Monday, April 17, 2017

The Rabbits of Agile

An agile coach can learn from a bunch of rabbits.
It is the Christian season of Easter in the United States.  I take this time and spend it with my aging parents and enjoy the simple miracles of daily life.  One example of the elegance of the everyday life are the rabbits which live in my yard.  The warren living under my retaining wall has survived brutal winters, scorching summers, and the attentions of my neighbor who does not like them eating her rose bushes.  They wander around the yard, snack on of blades of grass and enjoy some table scraps from my kitchen.  In a confusing world, I can count on the rabbits giving me a brief respite from the global economy.
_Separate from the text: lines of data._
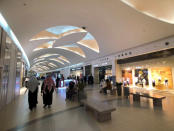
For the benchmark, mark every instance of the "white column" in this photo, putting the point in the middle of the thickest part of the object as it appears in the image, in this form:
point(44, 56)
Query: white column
point(150, 78)
point(84, 71)
point(113, 67)
point(118, 72)
point(173, 76)
point(92, 70)
point(133, 77)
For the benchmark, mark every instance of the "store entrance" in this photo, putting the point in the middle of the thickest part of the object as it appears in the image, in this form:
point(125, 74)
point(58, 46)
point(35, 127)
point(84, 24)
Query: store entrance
point(103, 73)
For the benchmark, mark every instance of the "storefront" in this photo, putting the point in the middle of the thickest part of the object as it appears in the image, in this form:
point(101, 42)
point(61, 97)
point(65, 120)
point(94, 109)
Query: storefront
point(103, 72)
point(88, 70)
point(155, 73)
point(74, 72)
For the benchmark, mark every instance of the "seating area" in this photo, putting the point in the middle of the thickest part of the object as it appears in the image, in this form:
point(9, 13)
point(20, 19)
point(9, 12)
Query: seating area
point(101, 110)
point(157, 99)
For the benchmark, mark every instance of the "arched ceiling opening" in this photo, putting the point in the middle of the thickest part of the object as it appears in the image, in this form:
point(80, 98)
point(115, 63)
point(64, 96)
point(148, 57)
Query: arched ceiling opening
point(54, 35)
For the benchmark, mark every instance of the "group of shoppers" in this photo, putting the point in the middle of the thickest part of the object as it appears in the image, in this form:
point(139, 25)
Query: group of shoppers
point(59, 80)
point(75, 89)
point(105, 85)
point(47, 90)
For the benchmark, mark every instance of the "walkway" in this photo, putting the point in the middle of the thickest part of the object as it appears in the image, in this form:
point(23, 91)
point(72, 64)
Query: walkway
point(67, 116)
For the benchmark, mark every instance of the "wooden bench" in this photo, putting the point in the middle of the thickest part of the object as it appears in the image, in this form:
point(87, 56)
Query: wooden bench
point(157, 99)
point(102, 110)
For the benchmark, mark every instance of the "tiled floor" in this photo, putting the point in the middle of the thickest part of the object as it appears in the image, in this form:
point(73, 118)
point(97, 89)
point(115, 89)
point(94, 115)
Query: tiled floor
point(68, 116)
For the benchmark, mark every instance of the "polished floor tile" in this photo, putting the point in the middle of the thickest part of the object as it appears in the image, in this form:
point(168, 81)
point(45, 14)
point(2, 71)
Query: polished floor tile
point(66, 116)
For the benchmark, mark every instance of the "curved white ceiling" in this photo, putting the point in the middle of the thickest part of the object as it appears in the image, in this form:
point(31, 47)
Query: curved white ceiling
point(63, 38)
point(159, 9)
point(114, 25)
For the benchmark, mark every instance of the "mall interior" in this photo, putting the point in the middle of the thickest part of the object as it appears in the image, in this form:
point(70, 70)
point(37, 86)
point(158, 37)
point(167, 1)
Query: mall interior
point(130, 43)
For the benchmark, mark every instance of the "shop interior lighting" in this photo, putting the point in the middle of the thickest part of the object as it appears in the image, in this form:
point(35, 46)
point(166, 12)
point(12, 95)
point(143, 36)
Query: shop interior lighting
point(54, 59)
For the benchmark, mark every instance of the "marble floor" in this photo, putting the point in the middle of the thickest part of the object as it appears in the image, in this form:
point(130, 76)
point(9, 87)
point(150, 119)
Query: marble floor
point(67, 116)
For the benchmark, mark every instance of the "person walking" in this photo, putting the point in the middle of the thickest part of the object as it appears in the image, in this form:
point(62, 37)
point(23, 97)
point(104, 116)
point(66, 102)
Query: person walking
point(32, 86)
point(48, 89)
point(57, 82)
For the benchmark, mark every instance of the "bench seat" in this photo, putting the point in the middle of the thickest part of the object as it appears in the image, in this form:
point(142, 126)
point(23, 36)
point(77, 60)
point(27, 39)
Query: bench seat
point(157, 99)
point(102, 110)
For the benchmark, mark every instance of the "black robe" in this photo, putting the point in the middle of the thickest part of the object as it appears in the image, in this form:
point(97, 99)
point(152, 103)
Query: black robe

The rabbits are more than a form of escapism.  They are a reminder of the natural world.  Each day the world is trying to destroy that warren of rabbits.  Each day they find a way to gather food, avoid predators, and make more rabbits.  These creatures are fluffy and adorable survivors; reflecting on this reality, it dawned on me as an agile coach I can learn plenty of lessons from these specimens living in my back yard.
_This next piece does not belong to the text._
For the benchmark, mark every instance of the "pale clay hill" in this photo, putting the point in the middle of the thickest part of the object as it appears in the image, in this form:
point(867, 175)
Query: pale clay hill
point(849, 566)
Charles Darwin said the species most likely to survive are the ones most responsive to change.  I have lived in my home for over thirteen years.  In that time neighbors have come and gone.  Fences have gone up, and many pets have made efforts to hunt down the rabbits.  With each change, the rabbits have adapted.  They forage around the fences and make themselves hidden when people walk their dogs.  A parent accompanies young rabbits, and thy do not bother snacking on grass when I put fertilizer down.  My neighbor has gotten into the act and has decided to stop planting rose bushes.  Change and responding to change are an essential ingredient to survival.

My rabbits reminded me of engineer and lean management pioneer, W.E. Demming who said, “Survival is a choice.”  Each day the rabbits in the yard choose to do what is necessary to survive.  The minds of rabbits are not as developed as humans, but every brain cell in the rabbit skull is preoccupied with survival.  People for all our mental ability can be distracted.  Distractions pull us away from the necessary things we need to survive another day.  Our obsession with status in the office distracts us from our jobs.  Obsessing over the stock price distracts us from providing customer service.  Being the alpha dog on the development team neglects necessary software quality.  Humans are distractible creatures, and those distractions pull us away from what is needed.

So each day as a scrum master, coach or business person is a choice.  You can choose to survive, or you can pay attention to the distractions surrounding you.  From a distance the choice seems simple, people want survival and necessity.  At the moment we concentrate of distractions, and they undermine our survival.  Choose survival and change over distraction.  If a rabbit can do it, so can a human.